I very much appreciated your comments on the history. It does
help to explain the apparent regard for this stuff, despite its
poor quality.  I'm afraid it doesn't say a lot for what went before!

It surprises me that the field of Tesla coiling is so poorly 
developed.  In its journey down history the Tesla coil just doesn't
seem to have acquired a normal body of engineering knowledge behind
it, in the same way that other branches of electrical engineering
have.  Instead it's collected a huge tangle of modern superstitions -
a ragbag assortment of notions that don't make sense and don't work.

Anyway, why is it left to us amateurs to figure out for ourselves
what the currents and voltages are doing in a secondary?  Why haven't
the professionals sorted all this stuff out decades ago?  Is the
pseudoscience keeping the experts away, or have the cranks simply
moved in to fill a vacuum?  Maybe it's just not that important?

> Of course, 90% of Tesla coilers have never heard of the Tesla list.

As many as that?.  Is it because they just don't get onto the Net, or
that they don't think to do a search for Tesla?   How does everybody
else share news and information?  If someone wanted to publish a
technical article about TCs in a reputable place that would reach
some majority of coilers, where would they go?

I suspect that the infrastructure - the peer reviewed journals, 
necessary to support the development of a normal body of engineering
knowledge on TCs just aren't out there.

Jim wrote:

> The other thought was that you could set up some form of peer
> reviewed journal on "tesla coil theory", but, who would would the
> reviewers be?

I just don't know who, or how that would work.  Peer review systems
are normally supported by an established institution of sufficient
quorum to achieve stability, although even that doesn't guarantee
rationality (eg Homeopathy).  We don't have such a foundation. Those
that existed in the past encouraged pseudoscience, eg ITS, TCBA. 
Where is the ARRL or RSGB of coiling?  

>  Maybe one could get peer reviewed publications in other journals
> (Rev Sci Inst type, but even that probably isn't the right venue.)

I'm sure quite a few journals would take stuff, but as you say, it's
not going to reach coilers.

> on the other hand, I recall having seen some papers on TCs in peer
> reviewed journals that had severe problems

Yes, me too.  We must remember that peer review can never be a band-
pass filter for correct info - it can only be a band-stop filter
for things that are obviously wrong, meaningless, poorly presented,
off topic, no science, or for some other reason would only add noise
to the arena.

And remember too, peer review is a necessary but not sufficient
mechanism for sane research.  The other vital ingredient is 
a non-credulous reception to the output of the peer review process.
The best compliment you can pay someone is to take the time and
trouble to check their work and to satisfy yourself that it really
does make sense and work as claimed.  That effort benefits everyone.
Of course, without a peer review front-end for this process, the onus
falls to the author to ensure their work satisfies certain criteria
which make it viable for that kind of critical scrutiny.
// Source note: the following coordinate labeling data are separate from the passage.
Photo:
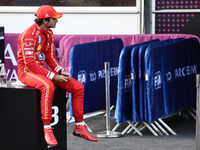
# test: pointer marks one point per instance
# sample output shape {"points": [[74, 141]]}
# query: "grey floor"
{"points": [[184, 140]]}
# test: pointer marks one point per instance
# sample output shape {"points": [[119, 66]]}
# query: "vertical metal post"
{"points": [[107, 84], [198, 111], [108, 133], [141, 16]]}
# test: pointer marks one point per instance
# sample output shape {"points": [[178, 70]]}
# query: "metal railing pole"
{"points": [[108, 133], [197, 114], [107, 84]]}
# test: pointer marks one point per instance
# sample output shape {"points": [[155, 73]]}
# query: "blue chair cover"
{"points": [[171, 70], [123, 111]]}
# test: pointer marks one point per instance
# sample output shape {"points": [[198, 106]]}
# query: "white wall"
{"points": [[77, 20]]}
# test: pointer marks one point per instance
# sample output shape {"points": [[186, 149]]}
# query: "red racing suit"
{"points": [[35, 47]]}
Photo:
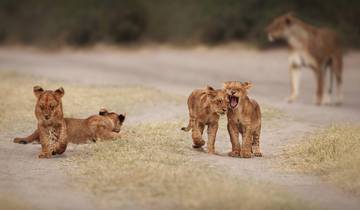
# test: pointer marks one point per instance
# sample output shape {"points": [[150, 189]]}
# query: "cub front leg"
{"points": [[246, 144], [33, 137], [295, 63], [196, 134], [45, 145], [212, 130], [234, 138]]}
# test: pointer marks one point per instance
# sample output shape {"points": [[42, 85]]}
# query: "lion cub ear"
{"points": [[37, 91], [246, 85], [210, 91], [103, 112], [60, 92]]}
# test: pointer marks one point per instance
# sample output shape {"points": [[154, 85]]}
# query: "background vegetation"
{"points": [[332, 153], [85, 22]]}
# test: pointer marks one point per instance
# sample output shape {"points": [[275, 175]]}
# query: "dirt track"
{"points": [[179, 71]]}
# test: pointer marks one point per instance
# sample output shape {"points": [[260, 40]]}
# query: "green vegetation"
{"points": [[84, 22], [333, 153], [153, 165]]}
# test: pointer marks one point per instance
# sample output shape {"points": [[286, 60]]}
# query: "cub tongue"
{"points": [[233, 102]]}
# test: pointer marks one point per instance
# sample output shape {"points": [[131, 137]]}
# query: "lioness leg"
{"points": [[295, 64], [212, 130], [33, 137], [197, 132], [45, 145], [234, 138], [247, 143], [256, 144]]}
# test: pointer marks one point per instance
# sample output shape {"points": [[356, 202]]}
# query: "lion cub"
{"points": [[205, 107], [244, 116], [104, 126], [52, 127]]}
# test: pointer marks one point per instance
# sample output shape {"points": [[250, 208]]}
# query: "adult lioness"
{"points": [[104, 126], [205, 107], [244, 116], [312, 47]]}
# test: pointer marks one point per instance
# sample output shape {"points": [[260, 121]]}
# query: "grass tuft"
{"points": [[153, 165]]}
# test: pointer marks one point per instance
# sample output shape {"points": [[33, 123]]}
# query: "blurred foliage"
{"points": [[84, 22]]}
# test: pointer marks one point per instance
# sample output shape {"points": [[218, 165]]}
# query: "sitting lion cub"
{"points": [[205, 107], [104, 126], [244, 116], [52, 129]]}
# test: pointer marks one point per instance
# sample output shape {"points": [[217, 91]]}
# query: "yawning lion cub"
{"points": [[244, 116]]}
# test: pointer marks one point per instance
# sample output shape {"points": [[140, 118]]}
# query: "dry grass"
{"points": [[18, 101], [155, 166], [334, 153], [8, 203]]}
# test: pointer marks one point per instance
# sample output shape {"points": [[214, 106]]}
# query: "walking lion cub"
{"points": [[205, 107], [244, 117]]}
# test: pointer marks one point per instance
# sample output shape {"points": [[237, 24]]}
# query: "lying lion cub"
{"points": [[104, 126], [205, 107], [244, 116]]}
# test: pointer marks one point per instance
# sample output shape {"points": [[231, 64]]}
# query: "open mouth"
{"points": [[233, 101], [271, 38]]}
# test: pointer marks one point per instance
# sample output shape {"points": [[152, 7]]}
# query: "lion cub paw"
{"points": [[258, 154], [198, 144], [211, 152], [245, 154], [234, 154], [20, 141]]}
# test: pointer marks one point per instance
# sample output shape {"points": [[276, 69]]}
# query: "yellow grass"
{"points": [[155, 166], [8, 203], [18, 101], [333, 153]]}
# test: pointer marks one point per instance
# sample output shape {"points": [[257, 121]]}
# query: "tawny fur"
{"points": [[104, 126], [316, 48], [51, 123], [244, 117], [205, 107]]}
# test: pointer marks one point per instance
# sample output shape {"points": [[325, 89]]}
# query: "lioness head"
{"points": [[116, 119], [218, 100], [236, 91], [281, 27], [48, 107]]}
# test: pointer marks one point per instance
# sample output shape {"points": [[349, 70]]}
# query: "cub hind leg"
{"points": [[255, 149], [197, 132]]}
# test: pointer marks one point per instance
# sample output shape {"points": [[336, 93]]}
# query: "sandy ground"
{"points": [[179, 71]]}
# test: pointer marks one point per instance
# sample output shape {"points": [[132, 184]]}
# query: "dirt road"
{"points": [[179, 71]]}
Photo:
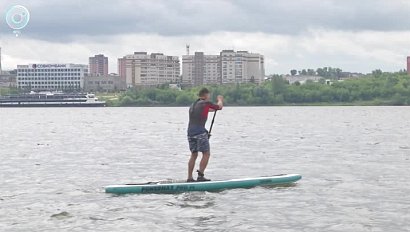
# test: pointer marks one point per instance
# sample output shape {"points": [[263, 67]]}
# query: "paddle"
{"points": [[212, 124]]}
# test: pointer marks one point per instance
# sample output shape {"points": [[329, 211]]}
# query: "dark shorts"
{"points": [[199, 143]]}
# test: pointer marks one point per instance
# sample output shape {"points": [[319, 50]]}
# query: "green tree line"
{"points": [[373, 89]]}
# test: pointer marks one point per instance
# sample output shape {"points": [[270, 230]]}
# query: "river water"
{"points": [[355, 163]]}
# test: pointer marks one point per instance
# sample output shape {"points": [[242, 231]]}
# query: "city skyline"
{"points": [[350, 35]]}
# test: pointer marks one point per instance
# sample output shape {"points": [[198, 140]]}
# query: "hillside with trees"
{"points": [[377, 88]]}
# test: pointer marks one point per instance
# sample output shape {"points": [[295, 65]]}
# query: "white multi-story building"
{"points": [[49, 77], [142, 69], [200, 69], [241, 67], [227, 67]]}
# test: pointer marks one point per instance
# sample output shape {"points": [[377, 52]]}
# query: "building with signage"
{"points": [[98, 65], [228, 67], [50, 77], [8, 79], [143, 69], [105, 83]]}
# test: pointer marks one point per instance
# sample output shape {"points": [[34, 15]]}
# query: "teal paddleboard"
{"points": [[177, 187]]}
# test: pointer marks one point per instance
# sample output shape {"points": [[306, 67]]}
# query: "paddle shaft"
{"points": [[212, 124]]}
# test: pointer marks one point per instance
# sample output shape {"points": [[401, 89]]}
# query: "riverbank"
{"points": [[386, 89]]}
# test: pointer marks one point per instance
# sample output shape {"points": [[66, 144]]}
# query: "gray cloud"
{"points": [[63, 20]]}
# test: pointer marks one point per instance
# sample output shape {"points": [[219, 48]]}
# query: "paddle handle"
{"points": [[212, 124]]}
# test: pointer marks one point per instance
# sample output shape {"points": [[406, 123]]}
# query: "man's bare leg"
{"points": [[191, 164], [204, 161]]}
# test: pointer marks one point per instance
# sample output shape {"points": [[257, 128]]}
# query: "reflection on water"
{"points": [[354, 162]]}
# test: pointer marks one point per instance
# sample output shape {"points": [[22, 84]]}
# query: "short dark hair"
{"points": [[202, 92]]}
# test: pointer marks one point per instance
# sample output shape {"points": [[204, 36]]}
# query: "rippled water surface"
{"points": [[355, 163]]}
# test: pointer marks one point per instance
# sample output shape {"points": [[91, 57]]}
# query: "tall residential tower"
{"points": [[98, 65]]}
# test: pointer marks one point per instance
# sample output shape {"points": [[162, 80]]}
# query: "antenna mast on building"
{"points": [[1, 71]]}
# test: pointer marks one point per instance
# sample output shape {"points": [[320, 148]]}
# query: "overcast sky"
{"points": [[355, 35]]}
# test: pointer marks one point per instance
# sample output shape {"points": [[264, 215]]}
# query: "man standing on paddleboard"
{"points": [[198, 136]]}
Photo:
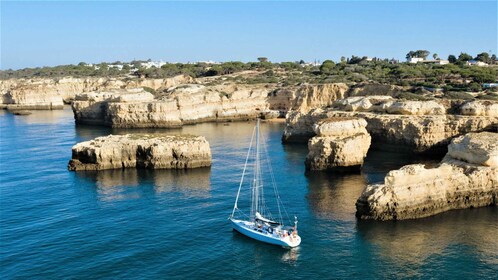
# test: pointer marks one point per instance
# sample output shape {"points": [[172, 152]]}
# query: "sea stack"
{"points": [[141, 151], [341, 144], [467, 177]]}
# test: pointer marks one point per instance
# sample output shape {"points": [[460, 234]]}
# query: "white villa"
{"points": [[476, 63], [415, 60]]}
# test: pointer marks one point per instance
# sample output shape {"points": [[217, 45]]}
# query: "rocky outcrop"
{"points": [[48, 94], [480, 108], [308, 97], [418, 132], [342, 144], [141, 151], [180, 105], [466, 178]]}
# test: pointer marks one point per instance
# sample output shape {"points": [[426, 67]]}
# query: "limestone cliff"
{"points": [[408, 127], [180, 105], [141, 151], [53, 93], [342, 144], [467, 177]]}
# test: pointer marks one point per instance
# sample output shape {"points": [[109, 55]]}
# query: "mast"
{"points": [[256, 174], [235, 206]]}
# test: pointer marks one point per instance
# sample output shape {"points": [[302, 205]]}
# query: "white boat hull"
{"points": [[247, 228]]}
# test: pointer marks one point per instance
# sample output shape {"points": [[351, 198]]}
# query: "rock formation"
{"points": [[407, 127], [467, 177], [49, 94], [341, 144], [480, 108], [141, 151], [180, 105]]}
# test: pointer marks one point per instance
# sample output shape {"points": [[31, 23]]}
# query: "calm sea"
{"points": [[167, 224]]}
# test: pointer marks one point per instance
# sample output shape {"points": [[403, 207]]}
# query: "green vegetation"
{"points": [[453, 77]]}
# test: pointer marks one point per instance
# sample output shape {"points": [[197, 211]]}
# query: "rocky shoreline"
{"points": [[415, 124], [338, 121], [341, 144], [141, 151], [466, 178]]}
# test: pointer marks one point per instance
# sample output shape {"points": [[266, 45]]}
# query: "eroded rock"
{"points": [[413, 191], [341, 144], [141, 151]]}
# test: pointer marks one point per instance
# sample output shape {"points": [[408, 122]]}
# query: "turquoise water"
{"points": [[173, 224]]}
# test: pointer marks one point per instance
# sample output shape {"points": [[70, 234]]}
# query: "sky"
{"points": [[42, 33]]}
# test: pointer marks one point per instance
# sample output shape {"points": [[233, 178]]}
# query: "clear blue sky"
{"points": [[51, 33]]}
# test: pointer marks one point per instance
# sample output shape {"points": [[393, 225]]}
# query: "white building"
{"points": [[476, 63], [151, 64], [415, 60]]}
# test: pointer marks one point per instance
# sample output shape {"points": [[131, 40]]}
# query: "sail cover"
{"points": [[263, 219]]}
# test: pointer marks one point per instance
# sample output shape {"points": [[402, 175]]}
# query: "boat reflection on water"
{"points": [[415, 241], [333, 196], [122, 184], [291, 256]]}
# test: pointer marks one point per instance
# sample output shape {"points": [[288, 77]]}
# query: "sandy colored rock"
{"points": [[418, 132], [375, 103], [416, 108], [341, 144], [340, 127], [315, 96], [477, 148], [480, 108], [185, 104], [141, 151], [414, 191], [53, 93]]}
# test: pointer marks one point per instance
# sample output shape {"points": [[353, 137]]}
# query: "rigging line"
{"points": [[243, 173], [277, 196]]}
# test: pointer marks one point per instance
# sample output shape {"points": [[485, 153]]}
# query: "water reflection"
{"points": [[44, 116], [334, 195], [121, 184], [415, 241], [291, 256]]}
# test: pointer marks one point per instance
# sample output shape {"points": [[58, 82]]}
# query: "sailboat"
{"points": [[260, 224]]}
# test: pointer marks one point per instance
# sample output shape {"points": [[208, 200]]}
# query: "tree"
{"points": [[452, 58], [422, 53], [410, 54], [354, 59], [464, 57], [327, 66], [484, 57]]}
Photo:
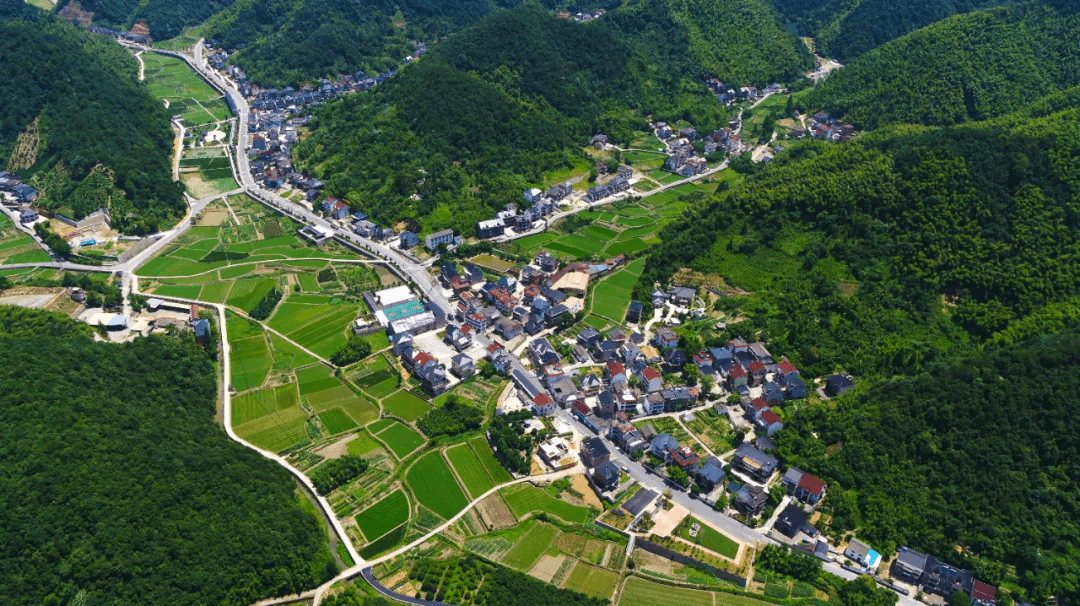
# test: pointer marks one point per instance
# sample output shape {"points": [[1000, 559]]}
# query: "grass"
{"points": [[385, 515], [525, 498], [259, 403], [640, 592], [336, 420], [486, 457], [363, 444], [433, 485], [712, 539], [251, 362], [401, 439], [470, 470], [530, 547], [592, 580], [406, 405]]}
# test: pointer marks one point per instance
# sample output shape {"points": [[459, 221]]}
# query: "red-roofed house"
{"points": [[786, 367], [684, 457], [543, 405], [983, 594], [616, 372], [737, 376], [771, 421], [757, 372], [651, 379]]}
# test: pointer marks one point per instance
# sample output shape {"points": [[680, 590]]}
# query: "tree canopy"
{"points": [[119, 487], [102, 138]]}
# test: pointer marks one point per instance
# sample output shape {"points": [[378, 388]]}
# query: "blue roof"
{"points": [[664, 442]]}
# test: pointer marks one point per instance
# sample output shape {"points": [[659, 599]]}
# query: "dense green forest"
{"points": [[100, 136], [969, 67], [165, 18], [293, 41], [118, 487], [845, 29], [980, 453], [740, 41], [898, 248], [486, 112]]}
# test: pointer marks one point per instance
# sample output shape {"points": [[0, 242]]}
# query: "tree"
{"points": [[959, 598]]}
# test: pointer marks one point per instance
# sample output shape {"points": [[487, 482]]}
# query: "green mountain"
{"points": [[740, 41], [293, 41], [969, 67], [845, 29], [898, 248], [980, 453], [119, 487], [75, 109], [165, 18], [487, 112]]}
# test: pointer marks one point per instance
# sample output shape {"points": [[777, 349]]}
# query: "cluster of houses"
{"points": [[125, 36], [18, 196], [822, 125], [541, 204], [729, 95]]}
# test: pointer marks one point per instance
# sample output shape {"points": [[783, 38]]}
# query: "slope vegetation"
{"points": [[969, 67], [981, 453], [895, 250], [120, 488], [80, 93], [741, 41], [486, 113], [292, 41], [845, 29]]}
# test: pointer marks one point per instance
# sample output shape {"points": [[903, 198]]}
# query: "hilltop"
{"points": [[486, 112], [969, 67], [84, 115]]}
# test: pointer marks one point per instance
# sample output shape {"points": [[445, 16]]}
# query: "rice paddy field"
{"points": [[433, 485], [172, 80], [611, 295], [622, 229]]}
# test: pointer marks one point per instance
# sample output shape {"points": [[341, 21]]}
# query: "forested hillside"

>  Presuming to tell someone that their site is defective? 

I agree that except for a few sites that invite comment and
corrections, it's inappropriate to try to canvas sites into 
reevaluating their links.  In any case many sites have an agenda for
promoting pseudoscience so they're hardly likely to respond. Perhaps
all we can do is post up as much good information as possible, in an
attempt to raise the overall signal/noise ratio?

> A lot of web sites ... (append only)

Unfortunately yes.  It's an approach which shifts a lot of work from
the author to the viewer, because the viewer has to sift the search
output to discern the state of the art. Old docs known to contain
errors just sit there injecting noise into every library search,
forming a minefield of erroneous stuff that a newbie must somehow
navigate to get to the real stuff. If someone reports a mistake in 
any of my site docs it gets fixed up pretty quick, and the old faulty
page is overwritten. I think folk keeping web pages should recognise
that its not a one-off vanity buzz but an ongoing responsibility to
keep things accurate and up to date.  After all, you create a site
for other peoples benefit, don't you?